Запрет и наказания, налагаемые на лесбийские связи на протяжении всего московского периода русской истории (ХIV-XVII вв.), свидетельствуют об осведомленности церкви в том, что ее прихожанки занимались женским гомосексуализмом. Разнообразные формы и особенности сексуальных отношений между женщинами, о которых говорится в требниках, заставляют сделать вывод: лесбианизм был довольно распространенным явлением и рассматривался православием как грех, или порок, настолько же тяжкий, как, с одной стороны, гетеросексуальный «блуд», а с другой стороны — как религиозное отступничество.
Сопоставление подозреваемых в тайном служении вилам женщин с лесбийскими «блудницами» ставит интересный (хотя и умозрительный) вопрос: не были ли сексуальные действия между женщинами составной частью ритуалов поклонения крылатым вилам, с ногами ослицы или козы?...

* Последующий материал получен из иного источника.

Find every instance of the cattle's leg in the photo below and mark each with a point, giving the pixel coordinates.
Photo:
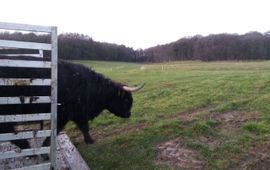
(84, 127)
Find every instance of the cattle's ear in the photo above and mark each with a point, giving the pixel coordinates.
(119, 92)
(133, 89)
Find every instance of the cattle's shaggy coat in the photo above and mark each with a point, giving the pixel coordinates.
(82, 95)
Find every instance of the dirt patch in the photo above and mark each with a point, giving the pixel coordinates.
(234, 119)
(212, 142)
(175, 154)
(191, 114)
(258, 158)
(109, 132)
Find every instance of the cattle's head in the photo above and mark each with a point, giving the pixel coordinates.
(121, 102)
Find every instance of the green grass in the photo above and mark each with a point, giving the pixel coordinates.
(171, 90)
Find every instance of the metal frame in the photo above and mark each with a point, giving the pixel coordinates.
(20, 117)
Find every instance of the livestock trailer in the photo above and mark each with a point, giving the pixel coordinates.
(28, 91)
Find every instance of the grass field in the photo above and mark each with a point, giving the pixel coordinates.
(216, 112)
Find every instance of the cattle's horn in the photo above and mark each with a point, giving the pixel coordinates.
(133, 89)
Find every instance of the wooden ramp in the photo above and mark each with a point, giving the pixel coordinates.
(67, 156)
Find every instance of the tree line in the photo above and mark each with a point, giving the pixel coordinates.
(73, 46)
(250, 46)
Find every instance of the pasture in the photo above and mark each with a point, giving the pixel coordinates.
(190, 115)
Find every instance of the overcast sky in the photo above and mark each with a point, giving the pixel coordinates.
(141, 23)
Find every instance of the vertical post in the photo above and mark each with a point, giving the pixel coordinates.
(54, 96)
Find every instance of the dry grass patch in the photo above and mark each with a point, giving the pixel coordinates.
(175, 154)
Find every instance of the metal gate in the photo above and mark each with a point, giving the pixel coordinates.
(10, 81)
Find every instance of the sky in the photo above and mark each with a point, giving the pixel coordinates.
(141, 23)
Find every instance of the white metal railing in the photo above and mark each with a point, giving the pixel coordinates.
(29, 82)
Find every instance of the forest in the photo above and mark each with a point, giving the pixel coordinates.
(74, 46)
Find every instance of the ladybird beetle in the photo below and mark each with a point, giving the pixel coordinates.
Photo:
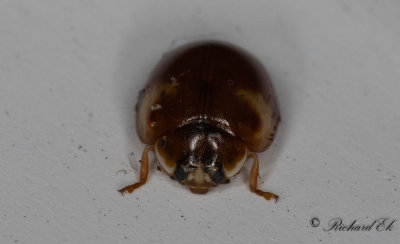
(207, 107)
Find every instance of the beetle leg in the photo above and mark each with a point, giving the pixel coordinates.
(253, 180)
(144, 170)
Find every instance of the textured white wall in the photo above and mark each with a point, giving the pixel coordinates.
(70, 72)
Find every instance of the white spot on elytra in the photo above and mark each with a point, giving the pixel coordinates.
(155, 107)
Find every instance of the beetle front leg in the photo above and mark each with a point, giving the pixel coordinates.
(253, 180)
(144, 171)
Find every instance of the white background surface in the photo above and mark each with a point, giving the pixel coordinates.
(70, 72)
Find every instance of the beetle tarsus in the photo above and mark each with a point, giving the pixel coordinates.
(144, 171)
(253, 181)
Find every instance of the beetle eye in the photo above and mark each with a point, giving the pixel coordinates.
(218, 176)
(180, 174)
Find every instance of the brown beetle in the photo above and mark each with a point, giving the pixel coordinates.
(206, 109)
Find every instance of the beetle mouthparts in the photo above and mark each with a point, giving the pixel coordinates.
(198, 190)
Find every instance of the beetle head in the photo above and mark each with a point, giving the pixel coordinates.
(200, 155)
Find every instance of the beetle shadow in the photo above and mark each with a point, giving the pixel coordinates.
(264, 29)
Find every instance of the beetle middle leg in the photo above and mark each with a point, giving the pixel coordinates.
(253, 180)
(144, 171)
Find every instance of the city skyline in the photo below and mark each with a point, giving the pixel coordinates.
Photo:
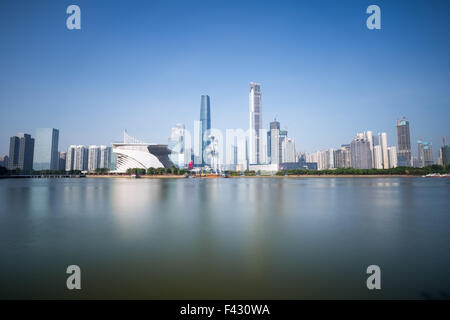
(350, 81)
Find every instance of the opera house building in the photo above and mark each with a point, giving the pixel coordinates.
(132, 153)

В требниках одинаково осуждаются (в отношении тяжести греха) и женщины, которые «взлезают» на подругу, и те, на которых «взлезают». Иными словами, не проводится различий между так называемыми активными и пассивными ролями партнеров в женском гомосексуализме. И те, и другие, по мнению средневековых русских клириков, «блудят» в равной степени, что подтверждается формулировкой требника XV века: «...или на подроугоу взлазила, или она подрогоу на себе въспущала...» (Алмазов, 165). За оба преступления назначается одинаковая епитимья — 40-дневный пост, как и за мастурбацию («и въ свое лоно перстом действовала»). Ровно такое же наказание ждет женщину, которая «на моужню женку възлазила», или «съ своим моужем в задний проход сблоудила». Надо отметить непоследовательность такого уравнивания грехов, при том, что все они тщательно перечисляются. Относительная легкость церковной кары не идет в сравнение с предписанием, которое дает в 59-й статье «Закон судный людем» (то есть переводной Судебник царя Константина): женщину, уличенную в том, что по отношению к другой женщине она приняла на себя мужскую сексуальную роль, полагалось высечь.

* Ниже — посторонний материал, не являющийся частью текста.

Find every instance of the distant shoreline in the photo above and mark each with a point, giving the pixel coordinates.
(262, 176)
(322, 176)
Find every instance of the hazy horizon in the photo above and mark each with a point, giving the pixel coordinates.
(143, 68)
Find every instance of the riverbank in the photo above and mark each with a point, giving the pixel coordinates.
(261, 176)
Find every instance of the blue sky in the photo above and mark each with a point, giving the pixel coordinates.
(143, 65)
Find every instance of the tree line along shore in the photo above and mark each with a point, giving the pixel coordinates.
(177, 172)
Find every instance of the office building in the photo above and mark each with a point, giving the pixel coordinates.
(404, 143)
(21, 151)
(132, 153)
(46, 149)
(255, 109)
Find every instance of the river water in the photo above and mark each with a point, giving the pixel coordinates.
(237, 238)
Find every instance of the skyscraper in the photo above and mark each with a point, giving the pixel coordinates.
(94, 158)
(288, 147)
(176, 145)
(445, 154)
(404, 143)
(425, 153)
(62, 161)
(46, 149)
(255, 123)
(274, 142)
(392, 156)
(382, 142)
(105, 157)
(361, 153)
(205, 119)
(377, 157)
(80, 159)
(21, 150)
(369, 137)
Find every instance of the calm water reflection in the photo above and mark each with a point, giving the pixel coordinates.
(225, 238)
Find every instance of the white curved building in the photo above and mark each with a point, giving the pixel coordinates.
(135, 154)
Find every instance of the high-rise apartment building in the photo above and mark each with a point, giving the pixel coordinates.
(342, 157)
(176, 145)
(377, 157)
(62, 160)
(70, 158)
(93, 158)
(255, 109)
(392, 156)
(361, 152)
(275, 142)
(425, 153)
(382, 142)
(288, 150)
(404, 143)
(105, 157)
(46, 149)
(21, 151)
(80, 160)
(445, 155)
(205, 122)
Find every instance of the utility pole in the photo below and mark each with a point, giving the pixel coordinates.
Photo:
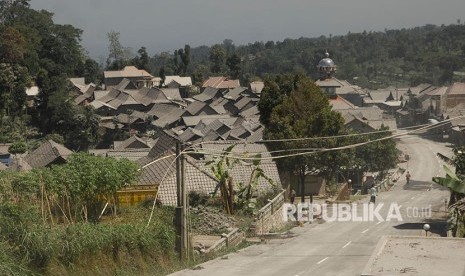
(182, 236)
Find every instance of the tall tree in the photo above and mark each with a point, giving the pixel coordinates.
(234, 64)
(142, 61)
(118, 56)
(304, 112)
(217, 58)
(12, 45)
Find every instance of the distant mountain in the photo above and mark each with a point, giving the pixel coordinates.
(370, 59)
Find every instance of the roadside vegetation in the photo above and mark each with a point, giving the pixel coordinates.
(52, 223)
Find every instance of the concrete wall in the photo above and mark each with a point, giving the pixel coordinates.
(233, 238)
(271, 216)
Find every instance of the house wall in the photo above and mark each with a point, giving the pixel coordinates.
(132, 196)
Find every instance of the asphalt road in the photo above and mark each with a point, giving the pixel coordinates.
(343, 248)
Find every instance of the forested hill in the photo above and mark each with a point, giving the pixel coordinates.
(370, 59)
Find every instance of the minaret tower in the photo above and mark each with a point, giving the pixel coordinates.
(326, 67)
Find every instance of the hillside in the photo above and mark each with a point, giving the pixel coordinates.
(370, 59)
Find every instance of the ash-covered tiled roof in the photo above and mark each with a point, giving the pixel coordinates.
(457, 88)
(221, 83)
(235, 93)
(196, 179)
(132, 154)
(132, 142)
(195, 108)
(182, 81)
(127, 72)
(159, 110)
(169, 118)
(46, 154)
(257, 87)
(208, 94)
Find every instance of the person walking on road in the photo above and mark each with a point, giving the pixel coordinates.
(292, 196)
(373, 195)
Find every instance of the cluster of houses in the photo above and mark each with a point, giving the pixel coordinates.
(223, 113)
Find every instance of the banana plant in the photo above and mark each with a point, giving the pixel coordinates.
(451, 181)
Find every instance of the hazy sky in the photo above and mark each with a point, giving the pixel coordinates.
(170, 24)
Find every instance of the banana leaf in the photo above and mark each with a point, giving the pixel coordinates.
(451, 181)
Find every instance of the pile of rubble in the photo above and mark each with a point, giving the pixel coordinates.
(210, 221)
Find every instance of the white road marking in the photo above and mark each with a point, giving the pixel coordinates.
(347, 244)
(322, 260)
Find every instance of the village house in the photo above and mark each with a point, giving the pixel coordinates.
(138, 78)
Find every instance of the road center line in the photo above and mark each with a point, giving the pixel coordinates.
(322, 260)
(347, 244)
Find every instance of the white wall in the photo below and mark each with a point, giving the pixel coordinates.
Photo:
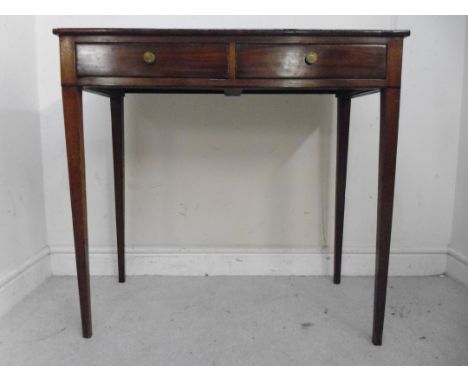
(458, 265)
(22, 216)
(258, 172)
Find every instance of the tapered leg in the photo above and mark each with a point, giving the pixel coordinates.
(344, 111)
(389, 111)
(117, 113)
(73, 116)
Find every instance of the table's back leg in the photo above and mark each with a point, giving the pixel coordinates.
(73, 116)
(389, 111)
(344, 111)
(117, 114)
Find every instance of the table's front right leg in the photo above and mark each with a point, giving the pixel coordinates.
(73, 116)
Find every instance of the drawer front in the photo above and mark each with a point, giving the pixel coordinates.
(325, 61)
(162, 60)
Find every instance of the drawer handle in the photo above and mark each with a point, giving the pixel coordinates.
(149, 57)
(311, 58)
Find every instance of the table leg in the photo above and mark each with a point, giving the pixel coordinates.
(117, 114)
(389, 111)
(73, 116)
(344, 111)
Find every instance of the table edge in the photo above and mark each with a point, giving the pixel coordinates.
(233, 32)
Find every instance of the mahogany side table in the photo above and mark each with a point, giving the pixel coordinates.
(347, 63)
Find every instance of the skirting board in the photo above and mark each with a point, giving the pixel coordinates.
(19, 283)
(228, 261)
(457, 266)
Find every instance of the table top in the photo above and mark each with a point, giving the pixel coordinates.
(223, 32)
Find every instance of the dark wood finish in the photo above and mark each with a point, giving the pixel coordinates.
(230, 32)
(73, 116)
(389, 111)
(350, 63)
(172, 60)
(117, 117)
(333, 61)
(344, 112)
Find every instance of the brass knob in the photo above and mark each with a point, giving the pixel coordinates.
(311, 58)
(149, 57)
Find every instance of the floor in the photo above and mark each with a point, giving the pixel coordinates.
(239, 321)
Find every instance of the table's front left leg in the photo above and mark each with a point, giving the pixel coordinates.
(342, 134)
(389, 111)
(73, 116)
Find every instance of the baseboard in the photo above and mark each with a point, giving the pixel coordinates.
(244, 261)
(22, 281)
(457, 266)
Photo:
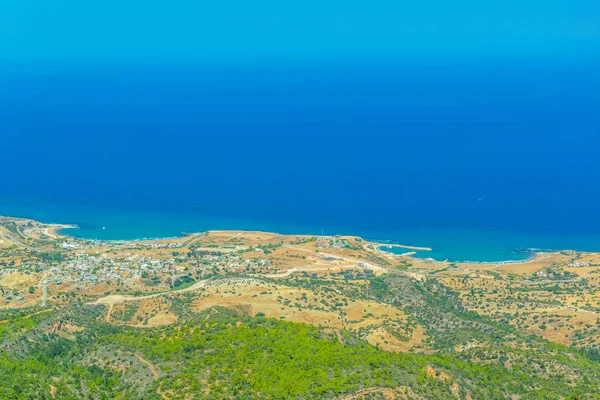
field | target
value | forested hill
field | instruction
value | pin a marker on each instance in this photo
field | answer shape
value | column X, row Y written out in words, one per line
column 74, row 354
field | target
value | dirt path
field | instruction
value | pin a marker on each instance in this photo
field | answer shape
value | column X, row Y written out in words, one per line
column 117, row 298
column 4, row 321
column 109, row 311
column 349, row 259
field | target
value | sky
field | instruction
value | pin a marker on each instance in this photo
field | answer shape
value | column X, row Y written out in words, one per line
column 309, row 30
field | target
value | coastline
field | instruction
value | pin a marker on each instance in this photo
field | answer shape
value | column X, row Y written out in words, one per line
column 66, row 230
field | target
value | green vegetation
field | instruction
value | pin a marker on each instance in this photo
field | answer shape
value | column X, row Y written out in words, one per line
column 221, row 354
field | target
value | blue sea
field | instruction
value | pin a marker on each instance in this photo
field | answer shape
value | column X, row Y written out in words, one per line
column 478, row 162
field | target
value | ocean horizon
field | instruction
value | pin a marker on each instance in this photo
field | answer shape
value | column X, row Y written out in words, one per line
column 477, row 163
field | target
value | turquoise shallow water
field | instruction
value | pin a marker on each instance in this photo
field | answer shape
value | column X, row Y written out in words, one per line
column 446, row 244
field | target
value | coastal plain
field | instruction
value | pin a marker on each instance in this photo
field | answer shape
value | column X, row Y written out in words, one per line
column 535, row 322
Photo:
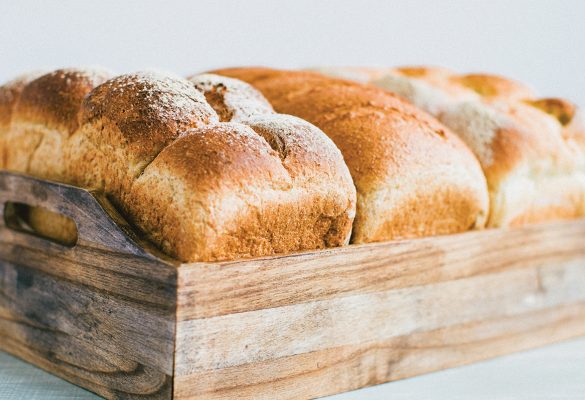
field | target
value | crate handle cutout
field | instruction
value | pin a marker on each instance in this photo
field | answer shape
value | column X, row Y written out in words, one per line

Необходимо оговориться, что, оценивая требники как источники, свидетельствующие о распространении женского гомосексуализма в древней Руси, надо постоянно иметь в виду особенности отношения к исповеди в русском православии: исповедь играла здесь отнюдь не такую роль, как на католическом Западе. Большинство не верили в тайну (да и в таинство!) исповеди и относились к ней достаточно цинично. Опасность того, что сказанное на исповеди будет доложено «кому следует», осознавалось и в средневековой Руси, и тягчайшие грехи прихожане старались скрывать. Во всяком случае, исповедующийся сам должен был признаваться в грехах; формат, предлагаемый требником, использовался не всегда — за исключением «глухой» исповеди, когда умирающий не мог говорить, и священник сам перечислял его предполагаемые прегрешения. И «вопросы к женам», касающиеся сексуальных грехов, возможно, не так уж часто задавались — а если задавались, не всегда священники добивались ответов. Скорее набор этих вопросов отражал позиции руководителей Православной церкви — в Византии, а потом в Москве.
И тем не менее пенитенциальные «вопросники» свидетельствуют о том, что на протяжении всего русского средневековья Православная церковь стремилась предупредить священников во всех городах и весях о распространенности гомосексуализма в женской среде, во всех слоях общества, среди замужних и незамужних женщин. В XVII веке довольно открыто бытовали «игры» девушек, окрашенные в лесбийские тона; в глазах церкви они были безусловно греховны, но преходящи, как прелюдия к замужеству. Требник XVII века пишет об этом так: «Не играла ли неподобно с подругами своими мужски [?]» (Алмазов, 1б9). Однако этот грех тут же прираавнивается и к гетеросексуальным «играм»: «...Или с юношами не целовалася ли с ними съ похотию?» Следовательно, в средневековой Руси церковь считала, что греховен секс сам по себе, а не только секс грешников.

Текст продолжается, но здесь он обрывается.